General aspects and notation

The procedures at the moment can utilize only two characteristics at once and these need to be categorical variables. Therefore continuous characteristics (specifically, hospital size in this case) are discretized in quantiles by the algorithms before use. The number of quantiles to split continuous features into is an input to the algorithms.
The hospitals are then grouped into blocks according to the characteristics of interest: in this study, we used location/hospital size blocks, defined by the Italian region where hospitals are (Region) and the quantile of the number of their acute beds (HSize). The region and the hospital size quantile allow the definition of a joint discrete probability distribution which is used by the algorithms.
For each block block_i a probability p_{i} = Pr(hospital|Region, HSize) is defined, both for the sample (p_{i,sample}) and the target population (p_{i,country}) which indicates the fraction of hospitals in a block over the total. All the algorithms are constrained by a parameter N_{required} which defines the size of the final subsample.
The algorithms employ the Quality Score QS as a further discriminant in sampling; to avoid using it without code modification it is sufficient to assign the same value (a positive number) to all units. Note that a lower QS implies better data quality.

Uniformity procedure

This procedure subsamples hospitals so as to obtain an equal number of units in every block, by iteratively choosing one hospital from each block. This is the general implementation:

  • a candidate list is created from the original sample;

  • the hospitals in the list are permuted randomly or ordered in ascending order by QS;

  • the first hospital is selected;

  • all other hospitals belonging to the same block as the selected hospital are removed from the candidate list;

  • the process is repeated until there are still available blocks in the candidate list;

  • once one hospital from each blocks has been chosen, the hospitals from all the blocks are made available again in the list, apart from those already selected in the sample;

  • continue until N_{required} is reached.
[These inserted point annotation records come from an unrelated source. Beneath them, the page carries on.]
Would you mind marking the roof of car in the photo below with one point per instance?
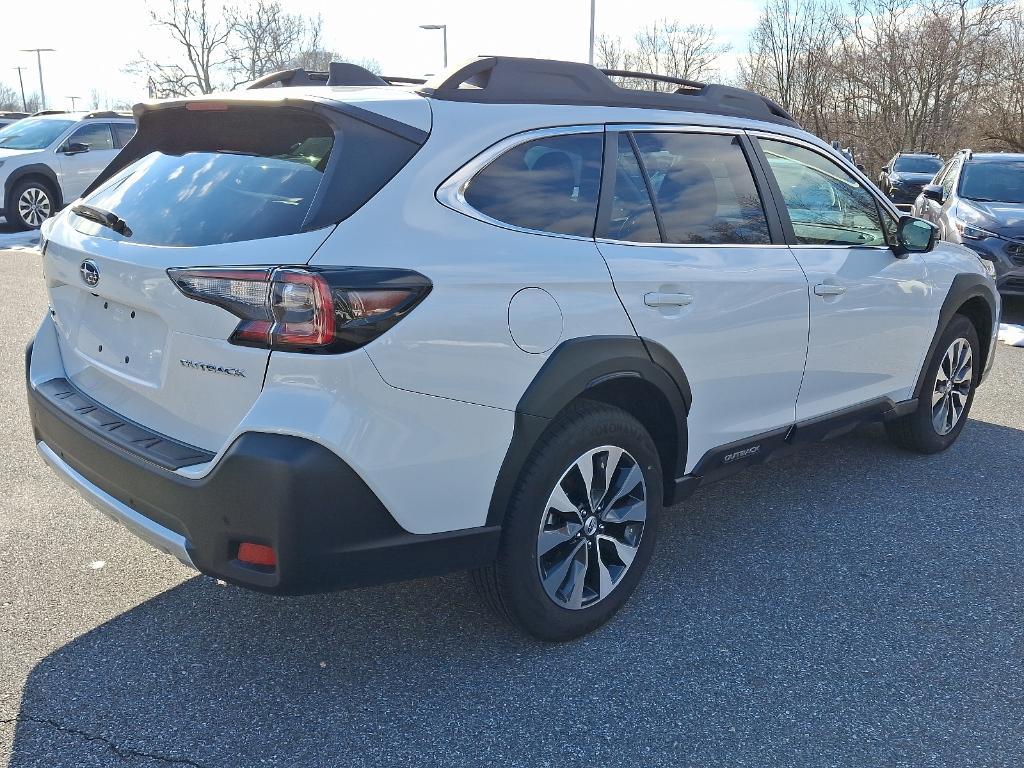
(512, 80)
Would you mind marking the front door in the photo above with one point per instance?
(872, 313)
(698, 273)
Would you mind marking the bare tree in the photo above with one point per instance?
(666, 47)
(1001, 103)
(690, 51)
(200, 34)
(264, 39)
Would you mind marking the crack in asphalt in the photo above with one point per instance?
(121, 752)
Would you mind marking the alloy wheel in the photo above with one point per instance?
(34, 206)
(952, 386)
(591, 527)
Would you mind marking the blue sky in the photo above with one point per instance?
(93, 48)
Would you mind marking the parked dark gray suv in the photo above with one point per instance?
(977, 200)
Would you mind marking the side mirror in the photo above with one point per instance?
(934, 192)
(914, 236)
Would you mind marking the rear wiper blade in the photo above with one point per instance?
(108, 219)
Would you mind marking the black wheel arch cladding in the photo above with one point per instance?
(972, 296)
(638, 375)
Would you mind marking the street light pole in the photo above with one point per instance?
(593, 12)
(39, 60)
(20, 82)
(443, 29)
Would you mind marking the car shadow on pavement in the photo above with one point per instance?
(850, 604)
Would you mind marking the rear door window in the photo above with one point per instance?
(205, 177)
(549, 184)
(702, 188)
(122, 133)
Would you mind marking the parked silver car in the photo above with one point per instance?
(49, 160)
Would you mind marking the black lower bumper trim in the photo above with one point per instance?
(328, 528)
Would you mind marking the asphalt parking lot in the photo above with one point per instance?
(850, 605)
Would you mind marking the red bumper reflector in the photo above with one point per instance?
(257, 554)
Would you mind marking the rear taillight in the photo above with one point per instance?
(307, 309)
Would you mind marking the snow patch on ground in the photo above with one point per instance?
(1012, 335)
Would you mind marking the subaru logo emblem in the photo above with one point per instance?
(89, 272)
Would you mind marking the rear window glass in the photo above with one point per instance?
(704, 188)
(549, 184)
(205, 177)
(122, 133)
(916, 165)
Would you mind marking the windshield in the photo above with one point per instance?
(918, 165)
(1001, 181)
(207, 176)
(32, 133)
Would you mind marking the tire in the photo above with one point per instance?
(31, 203)
(596, 558)
(928, 429)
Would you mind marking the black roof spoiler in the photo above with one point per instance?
(544, 81)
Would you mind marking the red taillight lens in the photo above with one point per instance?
(257, 554)
(306, 309)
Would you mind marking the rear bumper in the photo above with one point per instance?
(328, 528)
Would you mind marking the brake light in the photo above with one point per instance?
(306, 309)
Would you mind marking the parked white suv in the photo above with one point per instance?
(306, 338)
(47, 161)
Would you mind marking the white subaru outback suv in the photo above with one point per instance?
(311, 337)
(48, 160)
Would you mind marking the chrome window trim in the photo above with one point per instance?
(841, 160)
(672, 128)
(452, 192)
(682, 128)
(759, 246)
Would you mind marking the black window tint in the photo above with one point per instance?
(826, 205)
(632, 216)
(550, 184)
(949, 178)
(704, 188)
(993, 180)
(122, 133)
(95, 135)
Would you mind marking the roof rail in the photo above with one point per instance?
(341, 73)
(542, 81)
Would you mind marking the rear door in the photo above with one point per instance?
(236, 187)
(700, 271)
(79, 168)
(871, 313)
For the uniform procedure, we discretized the number of beds into 4 quantiles only, since it was less relevant to build a precise discrete probability distribution.

uniform.sampling <- function(Input.Sample, n.required, n.quantiles = 4, use.QS = T){

    library(dplyr)
    library(Hmisc)

    # Prepare data by discretizing continuous variables like the number of acute
    # beds and by changing QS to a fixed value if not to be used
    Hospitals <- Input.Sample %>%
        transmute(
            Code, Region,
            Beds = Hmisc::cut2(Beds, g = n.quantiles),
            QS = if (use.QS) QS else 1)

    Selected.hospitals <- c()
    Candidates <- data.frame()

    for (i in 1:n.required) { # Until n.required is reached..
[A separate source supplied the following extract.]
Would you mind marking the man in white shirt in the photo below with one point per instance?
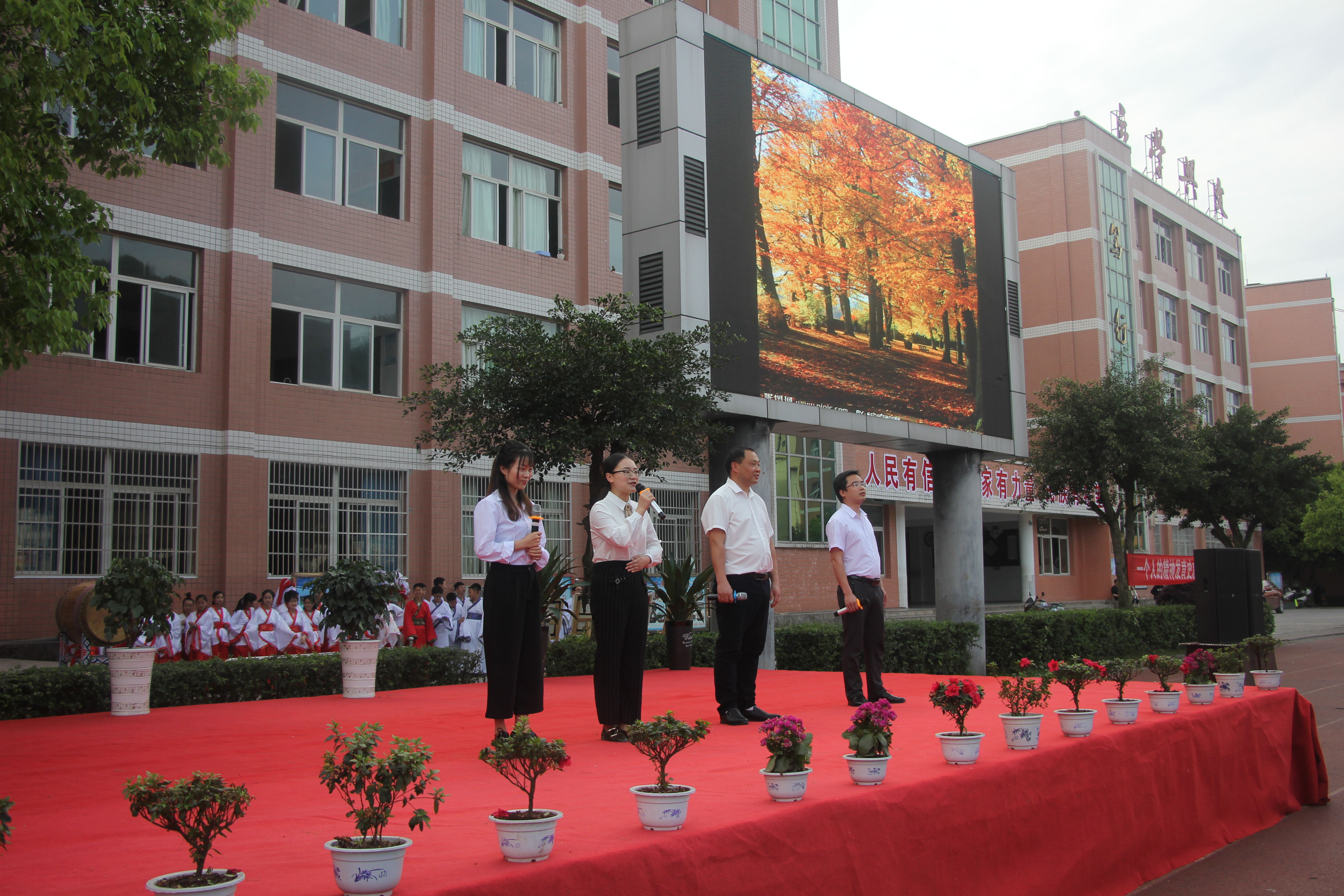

        # If the candidate list is empty, rebuilt it from the non-selected hospitals
        if (nrow(Candidates) == 0) {
            Candidates <- Hospitals %>%
                # Remove already selected hospitals
                filter(!(Code %in% Selected.hospitals)) %>%
                # Permute order, useful only if QS is not used
                sample_frac() %>%
                # Arrange by QS ascending, best hospitals first
                arrange(QS)
        }

        # Extract the first hospital of the temporary list and add it to the list of
        # selected hospitals
        Extracted.hospital <- Candidates[1,]
        Selected.hospitals <- c(Selected.hospitals, Extracted.hospital$Code)
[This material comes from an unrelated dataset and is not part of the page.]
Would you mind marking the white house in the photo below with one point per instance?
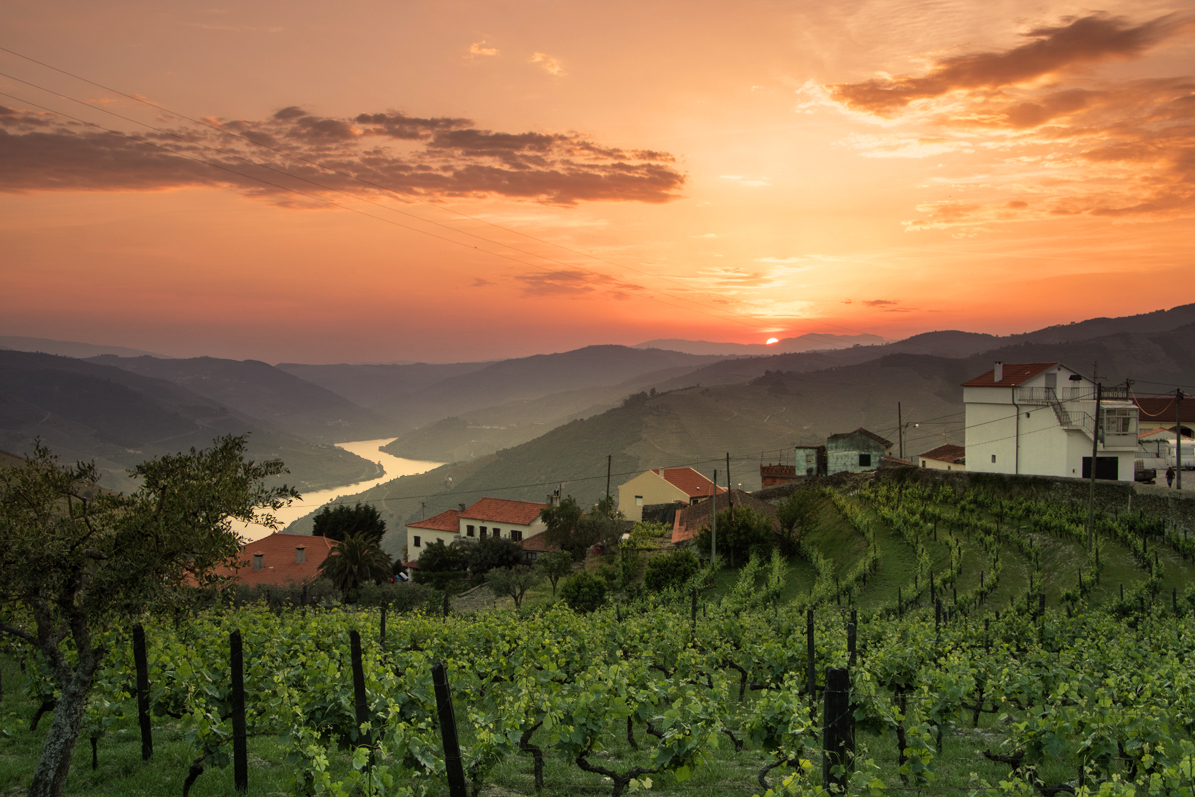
(512, 520)
(420, 534)
(663, 485)
(1037, 418)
        # Remove from the temporary list all hospitals in the same location/size block
        # of the extracted hospital
        Candidates <- Candidates %>%
            filter(
                !(Region %in% Extracted.hospital$Region),
                !(Beds %in% Extracted.hospital$Beds)
            )
    }

    # Filter the initial data by the selected hospital codes
    Input.Sample %>% filter(Code %in% Selected.hospitals)
}

## Examples

# Create a subsample of 55 hospitals using the QS
# subsample.uniform(Sample.Data, n.required = 55)

# The same but this time hospitals are chosen randomly
# subsample.uniform(Sample.Data, n.required = 55)

Probability procedure

This algorithm uses information from a population level list (Reference Data) to built a discrete probability distribution of the target population, which is then used to drive the creation of a representative subsample. Hospitals are selected proportionally to the relative weight of the block to which they belong, in term of number of hospitals over the total. The QS is used to weight such representativeness. The weight of the QS itself can be tuned.

  • the blocks are identified in the Reference Data and for each block i the probability p_{i, country} = Pr(hospital|Region, Hospital.Size) = \frac{N_{hospitals} | block_i}{N_{hospitals}} is computed as the proportion of hospitals in the block over the total;

  • these probabilities are assigned to the relative blocks in the sample;

  • a score is computed for each hospital j as score_j = p_{j, country} (1-scaled.QS_j)^w where:

    • p_{j, country} is the probability of the block of the hospital j at the country level;

    • scaled.QS_j is the QS of the hospital j after that all hospital QS have been rescaled to the range [0,1], with 1 representing the worst quality score and 0 the best. The term (1-scaled.QS_j) reweights the sampling probability of a hospital using the quality of its data;

    • w allows scaling the importance of the QS in the selection, with w = 0 removing its influence;

  • finally, score_j is used to arrange the hospitals and the first N_{required} with the higher score get selected. In alternative, the score can be used as a weight for selecting the hospitals by weighted random sampling.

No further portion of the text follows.